See the modified code sandbox: https://codesandbox.io/s/2wwj41v7on

Is there something unsupported about this approach?

Swapping getDerivedStateFromError back to componentDidCatch fixes it, so it seems like a bug

@iwilson-r7 Just encountered the same issue. Interestingly enough, it works correctly in a production build without any hiccups. But it is certainly annoying in development as making a mistake basically throws away everything, not even dev error overlay is shown, just console message which is not helpful at all.

https://reactjs.org/blog/2017/07/26/error-handling-in-react-16.html

Error Boundaries aren't supported in React Hooks yet :(

In case anyone lands here using hooks, here's what I'm using, since we don't have setState. If folks know a better way to propagate the error I'd love to know.

import React, { useReducer } from "react";

const initialState = {};

function reducer(state, action) {
  if (action.type === 'error' && action.error) {
    throw action.error;
  }
}

function Component() {
  const [state, dispatch] = useReducer(reducer, initialState);

  useEffect(() => {
      memoizedCallAPI().then((response) => {
        // handle good response
      }).catch(error => {
        dispatch({ type: 'error', error });
      });
  }

Update

Actually we can just do this:

  const [/* state */, setState] = useState();
  setState(() => {
    throw error;
  })

Hi @techieshark , what do you mean by your update? Are you replacing useReducer to useState to throw errors?

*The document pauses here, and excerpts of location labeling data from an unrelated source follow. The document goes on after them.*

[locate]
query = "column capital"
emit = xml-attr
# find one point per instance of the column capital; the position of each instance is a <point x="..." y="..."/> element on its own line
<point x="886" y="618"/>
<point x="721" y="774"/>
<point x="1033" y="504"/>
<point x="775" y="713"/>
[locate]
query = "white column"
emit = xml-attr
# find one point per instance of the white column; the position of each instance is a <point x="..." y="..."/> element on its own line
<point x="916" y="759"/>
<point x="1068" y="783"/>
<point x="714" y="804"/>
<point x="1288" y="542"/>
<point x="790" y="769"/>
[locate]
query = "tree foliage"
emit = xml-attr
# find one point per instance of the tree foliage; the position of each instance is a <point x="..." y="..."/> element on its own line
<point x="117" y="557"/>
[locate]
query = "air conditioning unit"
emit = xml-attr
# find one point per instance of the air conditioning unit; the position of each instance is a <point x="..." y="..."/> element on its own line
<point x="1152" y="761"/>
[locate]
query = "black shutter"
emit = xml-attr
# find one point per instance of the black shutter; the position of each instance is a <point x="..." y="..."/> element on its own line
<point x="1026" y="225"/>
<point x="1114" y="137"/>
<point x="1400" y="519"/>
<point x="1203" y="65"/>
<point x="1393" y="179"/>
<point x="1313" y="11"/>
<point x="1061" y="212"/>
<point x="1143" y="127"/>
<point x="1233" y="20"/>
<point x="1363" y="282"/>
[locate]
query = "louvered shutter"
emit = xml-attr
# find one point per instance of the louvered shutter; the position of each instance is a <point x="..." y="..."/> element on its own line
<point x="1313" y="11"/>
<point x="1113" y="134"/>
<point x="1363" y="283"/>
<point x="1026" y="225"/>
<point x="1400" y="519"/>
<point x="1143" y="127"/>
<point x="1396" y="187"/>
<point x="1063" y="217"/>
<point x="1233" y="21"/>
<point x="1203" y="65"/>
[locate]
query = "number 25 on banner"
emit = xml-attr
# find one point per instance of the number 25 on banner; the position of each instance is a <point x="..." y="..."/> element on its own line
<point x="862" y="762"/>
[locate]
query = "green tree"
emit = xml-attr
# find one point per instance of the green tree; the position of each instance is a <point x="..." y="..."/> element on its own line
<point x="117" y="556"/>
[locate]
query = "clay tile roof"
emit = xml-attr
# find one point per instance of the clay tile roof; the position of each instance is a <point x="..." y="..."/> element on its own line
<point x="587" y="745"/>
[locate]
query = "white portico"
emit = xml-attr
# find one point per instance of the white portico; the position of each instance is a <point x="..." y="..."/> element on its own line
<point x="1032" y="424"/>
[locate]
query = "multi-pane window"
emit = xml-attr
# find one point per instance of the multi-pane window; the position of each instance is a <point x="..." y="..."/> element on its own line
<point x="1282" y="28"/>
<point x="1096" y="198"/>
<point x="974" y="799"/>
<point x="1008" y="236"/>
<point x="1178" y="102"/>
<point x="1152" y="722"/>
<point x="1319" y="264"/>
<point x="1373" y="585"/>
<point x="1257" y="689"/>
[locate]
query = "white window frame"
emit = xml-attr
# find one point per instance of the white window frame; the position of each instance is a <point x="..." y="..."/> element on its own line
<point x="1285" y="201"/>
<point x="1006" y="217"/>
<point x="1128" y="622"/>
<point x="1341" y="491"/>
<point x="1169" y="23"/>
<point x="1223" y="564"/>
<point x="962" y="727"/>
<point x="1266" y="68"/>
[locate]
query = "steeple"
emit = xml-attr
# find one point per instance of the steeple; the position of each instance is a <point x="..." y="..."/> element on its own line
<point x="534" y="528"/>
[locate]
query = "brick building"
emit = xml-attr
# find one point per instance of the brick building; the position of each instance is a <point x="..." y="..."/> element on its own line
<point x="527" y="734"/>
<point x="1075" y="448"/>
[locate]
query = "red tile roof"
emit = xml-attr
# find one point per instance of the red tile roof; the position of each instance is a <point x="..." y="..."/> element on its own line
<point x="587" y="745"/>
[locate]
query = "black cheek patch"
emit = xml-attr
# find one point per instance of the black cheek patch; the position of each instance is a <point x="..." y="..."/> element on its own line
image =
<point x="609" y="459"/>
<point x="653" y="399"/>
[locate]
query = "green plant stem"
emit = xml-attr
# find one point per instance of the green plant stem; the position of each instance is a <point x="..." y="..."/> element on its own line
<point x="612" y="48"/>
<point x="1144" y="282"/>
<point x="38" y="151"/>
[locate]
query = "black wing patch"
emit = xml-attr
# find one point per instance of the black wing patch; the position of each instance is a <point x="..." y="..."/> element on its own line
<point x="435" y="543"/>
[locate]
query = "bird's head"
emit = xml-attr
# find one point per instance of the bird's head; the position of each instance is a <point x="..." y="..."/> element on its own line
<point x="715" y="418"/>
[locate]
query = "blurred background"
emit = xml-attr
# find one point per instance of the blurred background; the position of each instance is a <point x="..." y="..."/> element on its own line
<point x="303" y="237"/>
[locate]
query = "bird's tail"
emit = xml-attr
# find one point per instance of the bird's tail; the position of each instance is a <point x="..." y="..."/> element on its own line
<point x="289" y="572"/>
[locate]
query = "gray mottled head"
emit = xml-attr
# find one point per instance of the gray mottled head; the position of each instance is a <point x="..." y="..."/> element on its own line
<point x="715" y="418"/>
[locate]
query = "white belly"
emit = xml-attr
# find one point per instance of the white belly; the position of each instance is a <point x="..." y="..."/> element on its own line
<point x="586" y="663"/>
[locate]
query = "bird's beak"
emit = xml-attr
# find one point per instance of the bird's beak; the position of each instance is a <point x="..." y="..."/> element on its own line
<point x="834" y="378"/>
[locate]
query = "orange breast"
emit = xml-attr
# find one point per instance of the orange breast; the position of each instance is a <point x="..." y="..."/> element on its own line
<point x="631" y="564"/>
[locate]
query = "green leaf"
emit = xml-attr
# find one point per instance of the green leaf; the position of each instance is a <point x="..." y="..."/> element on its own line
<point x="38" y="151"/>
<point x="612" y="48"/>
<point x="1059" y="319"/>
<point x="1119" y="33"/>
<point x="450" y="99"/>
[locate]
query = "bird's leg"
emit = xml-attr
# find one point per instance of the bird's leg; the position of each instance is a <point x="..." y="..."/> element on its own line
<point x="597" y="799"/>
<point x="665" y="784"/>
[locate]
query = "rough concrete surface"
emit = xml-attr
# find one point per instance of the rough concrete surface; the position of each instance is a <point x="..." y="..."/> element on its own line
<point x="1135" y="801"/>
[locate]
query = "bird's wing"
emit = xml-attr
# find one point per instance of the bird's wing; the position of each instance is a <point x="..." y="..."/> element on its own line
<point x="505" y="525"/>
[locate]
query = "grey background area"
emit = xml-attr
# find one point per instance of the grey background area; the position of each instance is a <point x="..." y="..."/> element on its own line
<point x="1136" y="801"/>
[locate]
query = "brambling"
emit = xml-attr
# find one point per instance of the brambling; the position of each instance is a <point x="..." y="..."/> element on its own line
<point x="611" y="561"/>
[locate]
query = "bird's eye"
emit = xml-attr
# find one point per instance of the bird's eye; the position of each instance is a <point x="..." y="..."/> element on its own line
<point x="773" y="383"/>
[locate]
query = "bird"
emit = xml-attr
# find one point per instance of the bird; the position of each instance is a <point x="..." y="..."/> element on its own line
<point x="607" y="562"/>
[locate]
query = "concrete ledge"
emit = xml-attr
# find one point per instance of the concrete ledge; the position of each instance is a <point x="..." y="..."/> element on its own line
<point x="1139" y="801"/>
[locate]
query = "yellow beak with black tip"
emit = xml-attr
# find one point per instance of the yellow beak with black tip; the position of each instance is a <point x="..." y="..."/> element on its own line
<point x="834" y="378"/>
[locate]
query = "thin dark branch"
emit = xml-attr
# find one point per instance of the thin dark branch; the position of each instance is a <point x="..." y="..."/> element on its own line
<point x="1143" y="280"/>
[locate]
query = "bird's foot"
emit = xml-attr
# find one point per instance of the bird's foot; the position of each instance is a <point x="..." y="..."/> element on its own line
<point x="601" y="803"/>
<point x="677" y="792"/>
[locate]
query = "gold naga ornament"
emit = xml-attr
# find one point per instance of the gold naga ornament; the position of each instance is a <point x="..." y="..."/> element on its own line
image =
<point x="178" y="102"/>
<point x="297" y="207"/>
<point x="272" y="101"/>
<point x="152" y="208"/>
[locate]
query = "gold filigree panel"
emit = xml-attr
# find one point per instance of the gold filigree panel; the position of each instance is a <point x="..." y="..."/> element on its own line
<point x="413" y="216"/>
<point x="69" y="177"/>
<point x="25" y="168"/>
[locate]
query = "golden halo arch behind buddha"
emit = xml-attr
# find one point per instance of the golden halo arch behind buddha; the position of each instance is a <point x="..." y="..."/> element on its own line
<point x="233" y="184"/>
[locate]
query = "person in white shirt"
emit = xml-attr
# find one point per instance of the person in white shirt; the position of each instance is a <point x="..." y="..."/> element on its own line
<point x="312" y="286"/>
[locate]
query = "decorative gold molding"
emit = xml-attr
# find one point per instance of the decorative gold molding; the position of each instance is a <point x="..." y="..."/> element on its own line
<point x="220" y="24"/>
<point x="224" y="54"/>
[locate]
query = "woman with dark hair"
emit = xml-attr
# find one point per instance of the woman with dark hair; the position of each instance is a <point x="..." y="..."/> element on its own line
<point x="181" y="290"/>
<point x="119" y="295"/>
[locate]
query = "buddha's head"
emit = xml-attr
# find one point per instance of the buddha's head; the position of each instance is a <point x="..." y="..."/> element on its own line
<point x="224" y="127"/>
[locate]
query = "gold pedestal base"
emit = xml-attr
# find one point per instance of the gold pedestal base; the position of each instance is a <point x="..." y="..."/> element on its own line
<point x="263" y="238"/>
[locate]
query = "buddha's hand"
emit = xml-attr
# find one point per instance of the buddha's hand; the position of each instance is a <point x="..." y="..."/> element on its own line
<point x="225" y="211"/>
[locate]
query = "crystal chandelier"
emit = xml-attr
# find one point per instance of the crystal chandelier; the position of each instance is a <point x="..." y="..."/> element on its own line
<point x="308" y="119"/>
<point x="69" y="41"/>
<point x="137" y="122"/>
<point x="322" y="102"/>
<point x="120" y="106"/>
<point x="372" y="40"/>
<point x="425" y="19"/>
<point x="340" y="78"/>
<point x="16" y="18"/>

@timothysantos originally i incorrectly thought I could only use the useReducer, but later realized useState works as well. Both seem to work, but useState alone seemed simpler if the reducer / dispatch functionality is not also needed.

So in the end, with hooks, my full code looked like:

function Component() {
  const [/* state */, setState] = useState();

  useEffect(() => {
      memoizedCallAPI().then((response) => {
        // handle good response
      }).catch(error => {
        setState(() => {
         throw error;
         })
      });
  }

I hope that clarifies?

Does anyone know how to stop the error stack showing up in the UI?